Moving on from the question of which NoSQL database you should choose, after reading these excellent posts from Digg and Twitter, I recently asked a question on StackOverflow regarding the pros and cons of moving from MySQL to Cassandra.
Stackoverflow Question is here [http://stackoverflow.com/questions/2332113/switching-from-mysql-to-cassandra-pros-cons]
I got some excellent insight and feedback, primarily from Jonathan Ellis, one of the maintainers of Cassandra, and a systems architect at Rackspace.
He’s also written a post on the Rackspace blog today as a follow up on the question.
I wanted to highlight a great tip he mentions (via Ian Eure of Digg, and also the creator of a Python Cassandra lib called LazyBoy) that was mentioned at the latest PyCon ’10,
Ian Eure from Digg (also switching to Cassandra) gave a great rule of thumb last week at PyCon: “if you’re deploying memcache on top of your database, you’re inventing your own ad-hoc, difficult to maintain NoSQL database,” and you should seriously consider using something explicitly designed for that instead.

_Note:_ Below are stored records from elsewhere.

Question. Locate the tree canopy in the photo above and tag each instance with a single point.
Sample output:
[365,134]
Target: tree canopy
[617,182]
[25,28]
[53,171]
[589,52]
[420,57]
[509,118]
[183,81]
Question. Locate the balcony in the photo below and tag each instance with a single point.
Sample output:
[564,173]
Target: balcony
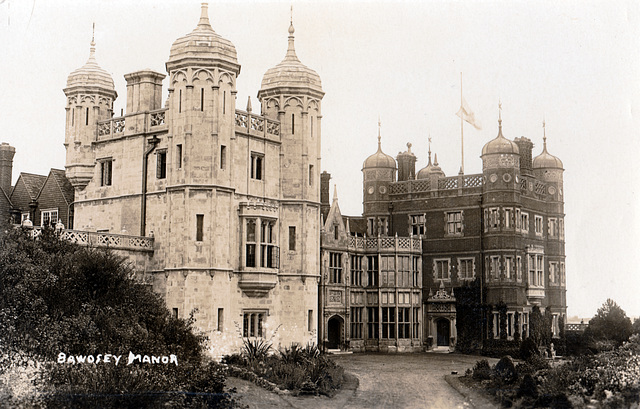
[105,240]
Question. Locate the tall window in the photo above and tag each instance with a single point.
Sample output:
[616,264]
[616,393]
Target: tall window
[161,166]
[465,268]
[524,221]
[494,267]
[388,271]
[508,218]
[48,217]
[417,224]
[199,226]
[253,324]
[179,156]
[404,323]
[493,221]
[388,322]
[372,271]
[404,271]
[335,268]
[220,319]
[508,267]
[106,168]
[538,224]
[454,223]
[257,165]
[292,238]
[441,269]
[356,270]
[268,251]
[553,227]
[536,268]
[356,322]
[372,323]
[415,269]
[250,257]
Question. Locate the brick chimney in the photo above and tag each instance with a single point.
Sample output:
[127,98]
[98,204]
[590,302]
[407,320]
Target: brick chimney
[6,166]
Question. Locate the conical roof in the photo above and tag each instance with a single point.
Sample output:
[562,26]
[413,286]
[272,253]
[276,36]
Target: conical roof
[379,159]
[500,144]
[91,75]
[545,159]
[203,46]
[290,72]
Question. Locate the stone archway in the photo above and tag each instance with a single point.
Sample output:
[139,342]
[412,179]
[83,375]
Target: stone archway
[443,332]
[335,328]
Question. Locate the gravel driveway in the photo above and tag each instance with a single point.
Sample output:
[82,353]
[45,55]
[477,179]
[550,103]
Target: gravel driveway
[405,380]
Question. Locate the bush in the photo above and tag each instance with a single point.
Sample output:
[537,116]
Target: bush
[482,370]
[528,348]
[505,370]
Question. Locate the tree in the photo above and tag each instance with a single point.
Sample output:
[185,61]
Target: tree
[610,324]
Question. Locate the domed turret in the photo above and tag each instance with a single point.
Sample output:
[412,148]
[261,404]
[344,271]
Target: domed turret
[545,159]
[203,47]
[500,144]
[379,159]
[430,169]
[91,77]
[290,72]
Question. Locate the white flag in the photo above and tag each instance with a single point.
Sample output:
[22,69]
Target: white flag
[465,113]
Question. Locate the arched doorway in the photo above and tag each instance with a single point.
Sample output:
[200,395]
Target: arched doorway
[443,329]
[334,332]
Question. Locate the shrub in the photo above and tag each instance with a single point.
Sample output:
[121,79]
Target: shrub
[482,370]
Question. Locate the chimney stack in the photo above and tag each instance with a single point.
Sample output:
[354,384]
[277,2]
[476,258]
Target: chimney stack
[6,166]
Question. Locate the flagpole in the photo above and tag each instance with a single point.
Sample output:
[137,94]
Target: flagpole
[461,129]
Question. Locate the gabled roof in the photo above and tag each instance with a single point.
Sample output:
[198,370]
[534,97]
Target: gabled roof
[65,186]
[3,193]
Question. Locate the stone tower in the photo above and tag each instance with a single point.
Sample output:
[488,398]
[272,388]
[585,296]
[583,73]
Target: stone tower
[90,95]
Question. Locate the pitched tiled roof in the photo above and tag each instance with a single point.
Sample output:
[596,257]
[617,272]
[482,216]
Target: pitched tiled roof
[33,183]
[65,186]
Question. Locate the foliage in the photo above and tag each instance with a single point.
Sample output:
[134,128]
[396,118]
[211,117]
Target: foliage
[528,348]
[302,370]
[59,297]
[536,325]
[469,322]
[610,324]
[502,316]
[482,370]
[607,380]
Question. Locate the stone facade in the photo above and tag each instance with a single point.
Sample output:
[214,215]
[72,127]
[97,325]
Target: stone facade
[502,231]
[229,199]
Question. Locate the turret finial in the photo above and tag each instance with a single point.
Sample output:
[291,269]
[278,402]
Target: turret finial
[544,134]
[291,51]
[204,16]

Also mentioned are a couple of general caveats in using NOSQL vs Relational databases,
The price of scaling is that Cassandra provides poor support for ad-hoc queries, emphasizing denormalization instead. For analytics, the upcoming 0.6 release (in beta now) offers Hadoop map/reduce integration, but for high volume, low-latency queries you will still need to design your app around denormalization.
Looks like the Cassandra 0.6 beta is coming out tomorrow, and can already be built from repositories in case anyone’s interested in doing so (and telling me about their experiences!).